Protect Yourself: Don't Become a Victim of a Data Breach
Unless you pay no attention to the media, you’ve heard about the catastrophic data breaches that hit high profile companies hard in 2014. And cyber-attacks aren’t slowing down; the first half of 2014 showed double the hacks of the entire previous year. Here are three of the worst high-profile cyber-attacks in history that happened in 2014, and what you can do to avoid being the victim of a data breach.
On November 21, 2014, executives at Sony Pictures (including CEO Michael Lynton) received an email from an anonymous source stating that there would be “great damage” and that the company would be “bombarded as a whole” if it did not pay money. Three days later, every computer in the Sony Pictures Entertainment’s headquarters in Culver City had the image of a skull flash on their computer screen with a warning: “This is just the beginning.” Indeed it was.
Movies that had yet to be released began to appear online on file-sharing websites. Disastrous data leaks followed: company security certificates, passwords, top executives' salaries and emails and budgets for feature films began to appear, in addition to over 47,000 employees’ financial profiles and certain celebrities’ personal identity info. Before the attack was over, the hackers had stolen 100 terabytes of data, which is 10 times the amount of data stored in the entire Library of Congress.
The Sony hack went down as one of the most devastating data breaches in 2014.
Mistakes: Sony’s hack wasn’t special, it was typical. The company wasn’t protected against Trojans, had no password management policies, proper encryption protocols or essential data protection. In addition, there was no employee security training and no security policy communication within the company.
Takeaway: Companies need to share and collaborate security information within the corporate structure and speak out about current data breach information with other companies to increase awareness of possible breaches. Furthermore, all employees should be trained to know the company’s security policies and the ways a company’s data can be compromised.
At the beginning of September in 2014, Home Depot announced a security data breach. Between April and September, roughly 56 million cards and 53 million email addresses were stolen from shoppers. The criminals gained entry to the payment system by using the login information stolen from a Home Depot vendor and then installed the malware that brought down the system.
It’s the largest data breach of any retailer in history.
Mistakes: Before this big breach, the company had suffered at least two smaller hacks. After both breaches, Home Depot made the mistake common to many retailers: it continued to ignore payment system vulnerabilities and did not encrypt registers, hence the 2014 debacle.
Takeaway: Don’t wait until you’re hacked to beef up security. Purchase or upgrade security software, identify and isolate vulnerabilities in your systems and fix them immediately. Install system updates promptly and enhance your encryption.
In January of 2014, Michaels, the largest arts and crafts chain in the U.S., announced a company security breach that included stolen card data affecting 3 million customers.
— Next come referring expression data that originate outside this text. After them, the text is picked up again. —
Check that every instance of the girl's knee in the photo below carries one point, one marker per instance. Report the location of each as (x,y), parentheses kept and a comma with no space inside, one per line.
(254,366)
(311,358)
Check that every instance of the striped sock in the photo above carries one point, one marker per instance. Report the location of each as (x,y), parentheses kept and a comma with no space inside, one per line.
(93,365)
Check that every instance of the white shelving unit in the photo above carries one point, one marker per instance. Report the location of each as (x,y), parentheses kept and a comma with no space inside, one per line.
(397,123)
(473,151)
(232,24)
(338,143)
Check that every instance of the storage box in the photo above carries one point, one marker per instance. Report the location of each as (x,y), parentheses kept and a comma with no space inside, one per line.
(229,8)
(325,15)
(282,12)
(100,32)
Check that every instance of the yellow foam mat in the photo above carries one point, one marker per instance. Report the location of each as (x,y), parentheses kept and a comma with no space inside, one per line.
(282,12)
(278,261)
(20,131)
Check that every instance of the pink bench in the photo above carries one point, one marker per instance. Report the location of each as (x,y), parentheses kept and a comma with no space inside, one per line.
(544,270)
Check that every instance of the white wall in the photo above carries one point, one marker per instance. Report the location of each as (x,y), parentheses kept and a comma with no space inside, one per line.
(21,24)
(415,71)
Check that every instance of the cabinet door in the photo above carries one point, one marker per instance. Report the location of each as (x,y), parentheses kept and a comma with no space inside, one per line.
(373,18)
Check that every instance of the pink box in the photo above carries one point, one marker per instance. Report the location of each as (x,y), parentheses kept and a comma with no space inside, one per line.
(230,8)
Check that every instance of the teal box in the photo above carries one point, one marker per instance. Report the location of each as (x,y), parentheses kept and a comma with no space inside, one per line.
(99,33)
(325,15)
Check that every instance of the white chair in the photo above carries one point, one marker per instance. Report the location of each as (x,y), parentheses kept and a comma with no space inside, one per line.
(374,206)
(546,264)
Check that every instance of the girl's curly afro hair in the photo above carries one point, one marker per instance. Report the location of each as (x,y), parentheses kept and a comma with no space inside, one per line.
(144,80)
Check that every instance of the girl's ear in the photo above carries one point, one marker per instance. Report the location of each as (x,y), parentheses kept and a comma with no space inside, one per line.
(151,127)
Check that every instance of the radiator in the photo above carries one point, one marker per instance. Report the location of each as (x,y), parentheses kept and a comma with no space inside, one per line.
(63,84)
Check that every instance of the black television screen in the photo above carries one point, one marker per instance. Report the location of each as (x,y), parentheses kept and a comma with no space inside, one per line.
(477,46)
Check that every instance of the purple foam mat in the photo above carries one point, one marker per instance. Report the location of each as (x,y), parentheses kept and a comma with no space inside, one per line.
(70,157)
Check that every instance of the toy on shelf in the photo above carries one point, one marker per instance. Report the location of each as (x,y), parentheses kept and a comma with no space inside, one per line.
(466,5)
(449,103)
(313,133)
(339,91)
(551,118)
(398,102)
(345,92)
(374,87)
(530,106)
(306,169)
In April, the company released an update concerning the attack: the hackers had used highly sophisticated malware to infect the payment systems and the breach had been going on for eight months.
It was the retailer’s second data breach in three years.
Mistakes: Retailers tend to ignore the security on their POS (point of sale) systems and Michaels was no different, leaving it wide open for system invasion. “Highly sophisticated malware” deserves highly sophisticated security, which Michaels failed to acknowledge. Finally, the malware was in place for nine months before it was discovered.
Takeaway: If you are a retailer, install or upgrade your POS system security to the highest level. Any little variable left unprotected is fair game to hackers. Pay attention to signs that something is amiss to detect a breach before it gets completely embedded into your system (like getting a lockout message the first time you log in to your computer) and don’t ignore an attack, because if something isn’t done, it will happen again.
Company executives can no longer rely on a simple firewall and antivirus protection, because when it comes to hacking, cyber criminals will always be one step ahead. Leave no stone unturned when it comes to protecting your company from cyber attacks. You’re only as secure as your weakest link.